Knowing a distribution of the loads of our current jobs, I calculated that a resonable amount of resources (costs) could be optimized.
Because of multi job session, I have a situation when for one client I start EC2 several (50) instances, then later on it comes a very different job, which does not requires so much instances. If the biggest job finished, the smaller job will scale up so much that the time required for the remaining task will finish proportiately soon. But I know that not short enough to not pass the accounting hour limit and I get another 50 x instance hour on my bill, while I know that an amount of 10 instance could finish the job. The difference of 40 x instancehour price is lost. Frankly to say, that is not too much to be worst considering gracefull shutdown. At least for graceful shutdown not.

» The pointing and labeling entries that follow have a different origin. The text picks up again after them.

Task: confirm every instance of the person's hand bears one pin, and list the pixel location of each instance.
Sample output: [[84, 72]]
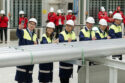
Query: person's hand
[[35, 42], [94, 38], [21, 26], [56, 41], [108, 37], [123, 36], [69, 40]]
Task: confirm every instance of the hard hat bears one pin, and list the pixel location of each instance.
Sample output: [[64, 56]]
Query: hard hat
[[50, 25], [70, 22], [118, 8], [33, 20], [117, 16], [103, 22], [95, 29], [51, 9], [90, 20], [69, 11], [110, 12], [21, 12], [59, 11], [102, 9], [2, 12]]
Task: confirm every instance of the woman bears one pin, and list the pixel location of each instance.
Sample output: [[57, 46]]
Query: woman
[[101, 33], [46, 69]]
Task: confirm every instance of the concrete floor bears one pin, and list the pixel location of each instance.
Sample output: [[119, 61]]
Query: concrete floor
[[7, 74]]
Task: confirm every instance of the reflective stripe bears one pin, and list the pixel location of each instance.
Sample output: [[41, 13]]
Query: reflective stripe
[[64, 67], [23, 70], [69, 35], [87, 33], [116, 29], [28, 37], [47, 38], [44, 71]]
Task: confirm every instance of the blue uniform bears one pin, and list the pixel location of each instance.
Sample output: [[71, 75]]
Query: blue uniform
[[46, 69], [115, 31], [101, 35], [65, 69], [86, 34], [24, 73]]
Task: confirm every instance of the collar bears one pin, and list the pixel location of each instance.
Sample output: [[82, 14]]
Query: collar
[[86, 28], [29, 30], [67, 32], [116, 25], [101, 31]]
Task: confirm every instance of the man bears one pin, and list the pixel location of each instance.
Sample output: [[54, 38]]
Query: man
[[51, 16], [46, 69], [103, 14], [70, 16], [26, 37], [115, 30], [68, 35], [118, 10], [22, 19], [87, 33]]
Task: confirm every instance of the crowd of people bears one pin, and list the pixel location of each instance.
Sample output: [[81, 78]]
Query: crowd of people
[[55, 22]]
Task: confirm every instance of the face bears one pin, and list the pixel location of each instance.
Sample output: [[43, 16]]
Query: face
[[89, 25], [22, 15], [31, 26], [49, 31], [69, 28], [118, 22], [70, 13], [103, 27]]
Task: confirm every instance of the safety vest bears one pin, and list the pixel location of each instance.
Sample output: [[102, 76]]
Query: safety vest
[[116, 29], [27, 36], [69, 35], [87, 33], [102, 35], [47, 38]]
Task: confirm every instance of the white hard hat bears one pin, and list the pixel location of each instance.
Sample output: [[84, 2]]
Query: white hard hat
[[69, 11], [21, 12], [110, 12], [95, 29], [2, 12], [102, 8], [117, 16], [70, 22], [103, 22], [50, 25], [59, 11], [33, 20], [90, 20], [51, 9]]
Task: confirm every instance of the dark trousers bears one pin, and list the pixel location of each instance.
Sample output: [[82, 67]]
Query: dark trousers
[[58, 30], [64, 80], [5, 33]]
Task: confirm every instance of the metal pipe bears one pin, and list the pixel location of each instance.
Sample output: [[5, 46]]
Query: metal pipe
[[25, 55]]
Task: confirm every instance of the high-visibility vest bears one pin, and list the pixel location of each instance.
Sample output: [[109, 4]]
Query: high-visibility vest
[[102, 35], [47, 38], [87, 33], [69, 35], [27, 36], [116, 29]]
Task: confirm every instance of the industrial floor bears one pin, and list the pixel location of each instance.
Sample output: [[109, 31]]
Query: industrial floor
[[7, 75]]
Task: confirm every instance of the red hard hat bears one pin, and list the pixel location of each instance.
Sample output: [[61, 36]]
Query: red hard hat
[[118, 8]]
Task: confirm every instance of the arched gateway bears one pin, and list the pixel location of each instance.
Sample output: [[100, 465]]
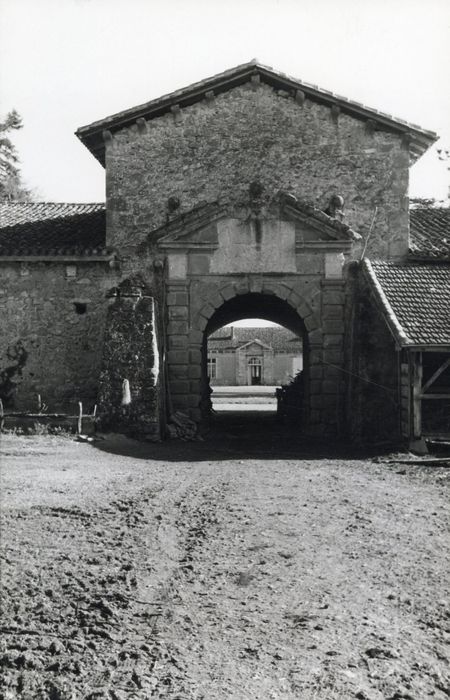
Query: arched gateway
[[276, 259], [224, 200]]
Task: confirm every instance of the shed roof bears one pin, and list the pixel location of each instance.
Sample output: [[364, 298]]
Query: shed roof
[[430, 232], [92, 134], [414, 297], [30, 228]]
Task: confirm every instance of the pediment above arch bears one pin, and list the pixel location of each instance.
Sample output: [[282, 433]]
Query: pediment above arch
[[254, 223], [257, 236]]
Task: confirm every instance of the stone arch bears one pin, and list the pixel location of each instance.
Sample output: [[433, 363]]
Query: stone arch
[[299, 317], [282, 291]]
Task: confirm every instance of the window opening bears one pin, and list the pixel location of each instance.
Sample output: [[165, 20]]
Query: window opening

The possibility of enlarging the size of the cluster is more stringent, because while processing small mapreduce jobs it arrives on the pipeline a huge job, immediately I should start a completely new hadoop cluster with many instances, while the smaller jobs from the original scheduling could be finished in the spare time of the huger cluster (consider the losts when the huge task is ending). Also managing multiple clusters + hdfs maybe complicates too much the problem.
At the moment I feel that dynamically starting up new nodes it would be significant. Graceful shutdown is not so stringent, because scaling out factor of map reduce algorithms.